Tuesday, February 17, 2015

Codeforces Round #291 Div. 2 D - R2D2 and Droid Army

Problem Statement:
514D - R2D2 and Droid Army


Solution:
The problem statement is a bit hard to understand, but other than that the problem is excellent. I love the idea of combining binary search with segment tree / Fenwick tree!

The strategy is as follows: We want to know, for each i-th droid, what is the longest segment [j, i] possible such that we can kill all j-th to i-th droid using at most k shots (of course j \(\leq \) i). To find j, we can use binary search on [0, i] droids. If we need more than k shots to kill all droids in [j,i], we must increase j, since any choices of j less than the current j will also need more than k shots. Otherwise, if we need at most k shots to kill droids in [j,i], we can decrease j, since any choices of j bigger than the current j will also need at most k shots. What an awesome property.



So what remains is to compute the minimum number of shots needed to kill all droids in [j,i]. For this purpose we can use segment tree or Fenwick tree. The tree will have m fields, one field for each type of "detail" (whatever it means), and each field keeps track of the largest number of details of that type possessed by droids in [j,i]. After building such a tree, computing the number of shots needed for each [j,i] will take \(O(\lg{N})\). Hence in total we will take \(O(N\lg{N}^2)\). (Btw there is an O(N) solution by simply iterating through the elements!

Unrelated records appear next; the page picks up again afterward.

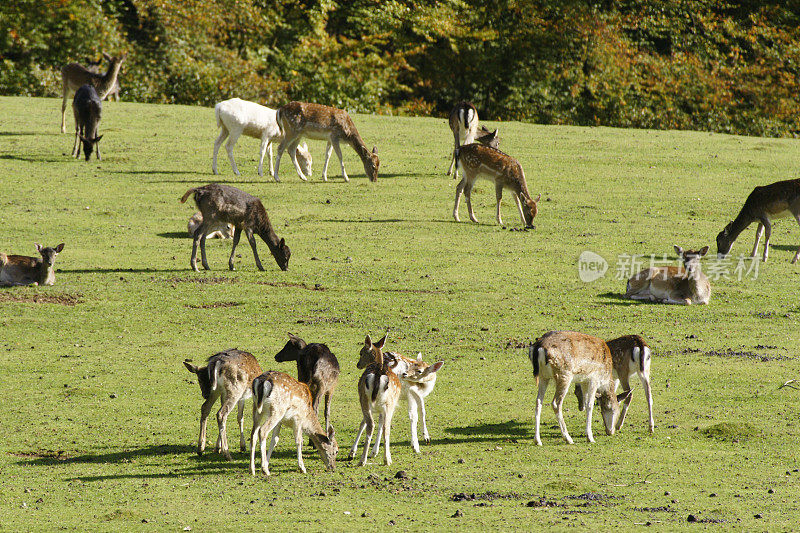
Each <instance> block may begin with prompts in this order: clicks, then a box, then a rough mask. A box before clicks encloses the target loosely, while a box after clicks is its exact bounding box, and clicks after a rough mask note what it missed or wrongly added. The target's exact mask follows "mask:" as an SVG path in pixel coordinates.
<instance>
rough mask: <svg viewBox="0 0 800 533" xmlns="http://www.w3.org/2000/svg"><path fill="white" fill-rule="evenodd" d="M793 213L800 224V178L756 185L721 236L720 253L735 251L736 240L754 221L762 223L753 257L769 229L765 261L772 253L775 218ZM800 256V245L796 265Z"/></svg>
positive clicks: (754, 245) (798, 222)
mask: <svg viewBox="0 0 800 533" xmlns="http://www.w3.org/2000/svg"><path fill="white" fill-rule="evenodd" d="M789 214H791V215H792V216H793V217H794V219H795V220H796V221H797V223H798V224H800V179H793V180H785V181H779V182H776V183H772V184H770V185H765V186H763V187H756V188H755V189H753V192H751V193H750V195H749V196H748V197H747V200H745V202H744V205H743V206H742V209H741V211H739V214H738V215H737V217H736V219H734V220H733V221H731V222H729V223H728V225H727V226H725V228H724V229H723V230H722V231H721V232H719V235H717V256H718V257H720V258H723V257H725V256H726V255H728V253H729V252H730V251H731V246H733V242H734V241H735V240H736V238H737V237H738V236H739V234H740V233H742V232H743V231H744V230H745V229H747V227H748V226H749V225H750V224H752V223H753V222H758V229H757V230H756V242H755V244H754V245H753V253H752V254H751V256H752V257H755V256H756V253H757V252H758V242H759V241H760V240H761V234H762V233H764V232H766V241H765V242H764V262H766V261H767V256H768V255H769V238H770V236H771V235H772V223H771V222H770V221H771V220H772V219H773V218H780V217H784V216H787V215H789ZM798 258H800V248H798V249H797V252H796V253H795V254H794V258H793V259H792V264H794V263H796V262H797V259H798Z"/></svg>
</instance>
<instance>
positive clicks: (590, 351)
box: [528, 331, 631, 446]
mask: <svg viewBox="0 0 800 533" xmlns="http://www.w3.org/2000/svg"><path fill="white" fill-rule="evenodd" d="M528 358H529V359H530V360H531V363H532V364H533V375H534V376H536V377H537V378H538V381H539V391H538V394H537V395H536V415H535V417H536V436H535V438H536V444H537V445H539V446H541V445H542V439H541V436H540V434H539V425H540V420H541V413H542V403H543V402H544V395H545V392H546V391H547V385H548V384H549V383H550V380H555V382H556V393H555V396H554V398H553V404H552V405H553V410H554V411H555V412H556V418H557V419H558V426H559V428H561V434H562V435H563V436H564V439H565V440H566V441H567V444H572V443H573V442H572V437H570V436H569V433H568V432H567V425H566V424H565V423H564V415H563V413H562V406H563V404H564V398H565V397H566V395H567V391H569V386H570V383H572V382H573V381H574V382H575V383H578V384H580V385H581V390H582V392H583V397H584V405H585V406H586V436H587V438H588V439H589V442H594V436H593V435H592V410H593V408H594V399H595V395H596V394H599V399H600V409H601V411H602V414H603V423H604V424H605V427H606V433H607V434H608V435H613V434H614V431H615V429H616V422H617V419H618V417H619V401H621V400H624V399H626V398H628V397H629V396H630V394H631V391H628V392H627V393H623V394H620V395H619V396H617V395H615V393H614V392H615V391H614V378H613V375H612V371H613V368H614V362H613V359H612V357H611V351H610V350H609V348H608V345H607V344H606V342H605V341H604V340H603V339H598V338H597V337H593V336H591V335H586V334H584V333H578V332H575V331H550V332H548V333H545V334H544V335H543V336H542V337H541V338H539V339H537V340H536V342H535V343H534V344H533V345H531V346H530V348H529V349H528Z"/></svg>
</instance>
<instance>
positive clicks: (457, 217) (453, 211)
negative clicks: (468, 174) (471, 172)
mask: <svg viewBox="0 0 800 533" xmlns="http://www.w3.org/2000/svg"><path fill="white" fill-rule="evenodd" d="M466 184H467V178H466V176H464V179H462V180H461V181H459V182H458V185H456V203H455V204H454V205H453V218H454V219H456V222H461V220H459V218H458V204H460V203H461V194H462V193H463V192H464V187H465V186H466Z"/></svg>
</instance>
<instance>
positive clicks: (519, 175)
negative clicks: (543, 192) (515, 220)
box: [453, 143, 542, 228]
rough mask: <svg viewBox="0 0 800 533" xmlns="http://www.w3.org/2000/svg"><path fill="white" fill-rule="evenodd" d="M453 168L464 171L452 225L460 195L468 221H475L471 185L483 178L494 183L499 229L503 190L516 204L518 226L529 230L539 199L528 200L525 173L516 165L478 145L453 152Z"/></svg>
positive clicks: (507, 154)
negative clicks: (468, 216) (460, 168)
mask: <svg viewBox="0 0 800 533" xmlns="http://www.w3.org/2000/svg"><path fill="white" fill-rule="evenodd" d="M456 164H457V165H461V169H462V170H463V171H464V177H463V178H462V179H461V181H460V182H459V183H458V186H457V187H456V202H455V205H454V206H453V218H455V219H456V222H460V219H459V218H458V206H459V203H460V202H461V194H462V193H464V195H465V196H466V197H467V207H468V208H469V218H470V220H472V221H473V222H477V221H478V219H476V218H475V213H474V212H473V211H472V187H473V185H475V180H477V179H478V178H485V179H487V180H489V181H491V182H493V183H494V188H495V194H496V196H497V223H498V224H500V225H501V226H502V225H503V219H502V217H501V216H500V201H501V200H502V198H503V189H509V190H510V191H511V192H512V193H513V196H514V201H515V202H516V203H517V209H519V216H520V218H521V219H522V225H523V226H525V227H526V228H529V227H532V226H533V219H534V218H535V217H536V213H537V211H538V207H537V202H538V201H539V200H540V199H541V197H542V195H541V194H540V195H538V196H537V197H536V199H533V198H531V194H530V193H529V192H528V184H527V182H526V181H525V172H523V170H522V165H520V164H519V161H517V160H516V159H514V158H513V157H511V156H510V155H508V154H505V153H503V152H501V151H500V150H497V149H494V148H490V147H488V146H484V145H482V144H480V143H472V144H467V145H464V146H462V147H460V148H456ZM523 204H524V208H523Z"/></svg>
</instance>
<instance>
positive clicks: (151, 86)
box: [0, 0, 800, 136]
mask: <svg viewBox="0 0 800 533" xmlns="http://www.w3.org/2000/svg"><path fill="white" fill-rule="evenodd" d="M121 50H127V51H129V52H130V55H129V58H128V61H127V62H126V64H125V66H124V69H123V74H122V86H123V97H126V98H128V99H133V100H138V101H149V102H180V103H197V104H202V105H211V104H213V103H214V102H216V101H218V100H221V99H224V98H229V97H231V96H239V97H242V98H247V99H251V100H257V101H261V102H264V103H267V104H269V105H280V104H281V103H283V102H286V101H288V100H291V99H298V100H310V101H315V102H320V103H326V104H330V105H335V106H339V107H345V108H347V109H350V110H358V111H372V112H391V113H408V114H438V115H443V114H446V113H447V112H448V111H449V110H450V107H451V106H452V105H453V103H454V102H455V101H457V100H459V99H470V100H472V101H474V102H475V104H476V105H477V106H478V109H479V110H480V112H481V115H482V116H483V117H485V118H490V119H504V120H509V119H515V120H525V121H535V122H540V123H545V124H583V125H612V126H625V127H642V128H681V129H699V130H713V131H722V132H732V133H743V134H758V135H774V136H782V135H790V134H794V133H796V132H798V131H800V118H799V117H800V97H798V95H800V66H799V65H800V4H798V3H797V2H795V1H792V2H778V1H769V0H762V1H758V2H757V1H755V0H739V1H732V0H727V1H725V0H724V1H718V0H618V1H613V0H582V1H578V0H560V1H555V0H439V1H434V2H421V1H419V0H389V1H377V0H352V1H334V0H300V1H295V2H282V1H277V0H202V1H201V0H182V1H178V0H106V1H102V0H17V1H15V2H5V3H2V4H0V92H2V93H3V94H29V95H55V94H59V93H60V74H59V69H60V67H61V66H62V65H63V64H64V63H67V62H69V61H79V62H83V61H85V60H86V58H87V57H94V58H96V57H98V56H99V52H100V51H108V52H110V53H114V52H117V51H121Z"/></svg>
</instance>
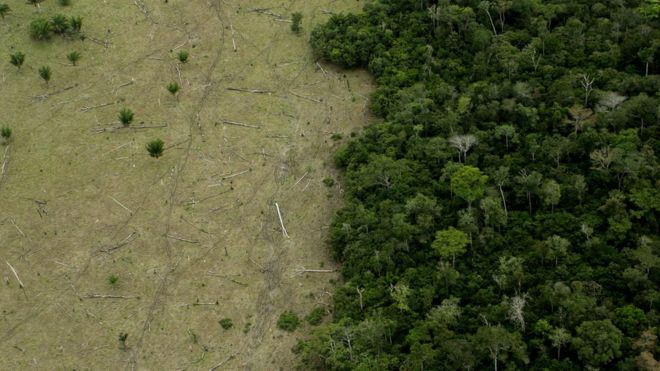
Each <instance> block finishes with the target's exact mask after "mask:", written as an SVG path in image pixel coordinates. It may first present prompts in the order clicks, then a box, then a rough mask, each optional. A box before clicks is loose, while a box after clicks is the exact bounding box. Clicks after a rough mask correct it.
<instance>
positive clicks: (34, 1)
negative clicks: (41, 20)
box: [28, 0, 44, 8]
mask: <svg viewBox="0 0 660 371" xmlns="http://www.w3.org/2000/svg"><path fill="white" fill-rule="evenodd" d="M43 2H44V0H28V4H32V5H34V7H35V8H36V7H37V6H39V3H43Z"/></svg>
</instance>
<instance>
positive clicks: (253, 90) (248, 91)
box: [227, 88, 273, 94]
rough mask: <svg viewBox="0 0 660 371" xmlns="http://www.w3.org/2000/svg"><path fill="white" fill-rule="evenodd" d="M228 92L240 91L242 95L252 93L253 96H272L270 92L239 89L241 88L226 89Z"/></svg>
mask: <svg viewBox="0 0 660 371" xmlns="http://www.w3.org/2000/svg"><path fill="white" fill-rule="evenodd" d="M227 90H229V91H240V92H243V93H253V94H272V93H273V92H272V91H271V90H265V89H241V88H227Z"/></svg>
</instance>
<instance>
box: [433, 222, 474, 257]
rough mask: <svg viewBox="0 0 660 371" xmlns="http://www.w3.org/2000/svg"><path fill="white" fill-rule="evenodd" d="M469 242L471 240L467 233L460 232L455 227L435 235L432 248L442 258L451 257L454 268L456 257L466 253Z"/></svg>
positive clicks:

The approach is explained in the official editorial).


#include <cstdio>
#include <algorithm>
#include <vector>
using namespace std;

int segtree[400005][6];
int cache[400005][6];
int a[100005][6];
int N,M,K;

void build(int p, int L, int R) {
    if(L==R){
        for(int i=0;i<M;++i){
            segtree[p][i] = a[L][i];
        }
        return;
    }
    int mid = (L+R)/2;
    build(2*p,L,mid);
    build(2*p+1,mid+1,R);
    for(int i=0;i<M;++i){
        segtree[p][i]=max(segtree[2*p][i],segtree[2*p+1][i]);
    }
}

int rmq(int p,int L,int R,int S,int T){
    if(R<S || T<L)return -1;
    if(S<=L && R<=T){
        for(int i=0;i<M;++i){
            cache[p][i]=segtree[p][i];
        }
        return p;
    }
    int mid=(L+R)/2;
    int left = rmq(2*p,L,mid,S,T);
    int right = rmq(2*p+1,mid+1,R,S,T);
    if(left==-1)return right;
    if(right==-1)return left;
    for(int i=0;i<M;++i){
        cache[p][i] = max(cache[left][i],cache[right][i]);
    }
    return p;
}

int main(){
    scanf("%d%d%d",&N,&M,&K);
    for(int i=0;i<N;++i){
        for(int j=0;j<M;++j){
            scanf("%d",&a[i][j]);
        }
    }
    build(1,0,N-1);
    int ans = -1;
    int b[6] = {0,0,0,0,0,0};
    for(int i=0;i<N;++i){
        int lo=0,hi=i,mid;
        while(lo<=hi){
            mid=(lo+hi)/2;
            int val = 0;
            int x = rmq(1,0,N-1,mid,i);
            for(int j=0;j<M;++j){
                val += cache[x][j];
            }
            if(val <= K){
                hi=mid-1;
                if(ans < i-mid+1){
                    ans = i-mid+1;
                    for(int j=0;j<M;++j)b[j]=cache[x][j];
                }
            }else{
                lo=mid+1;
            }
        }
    }
    for(int j=0;j<M;++j){
        if(j!=0)printf(" ");
        printf("%d",b[j]);
    }
    printf("\n");
    return 0;
}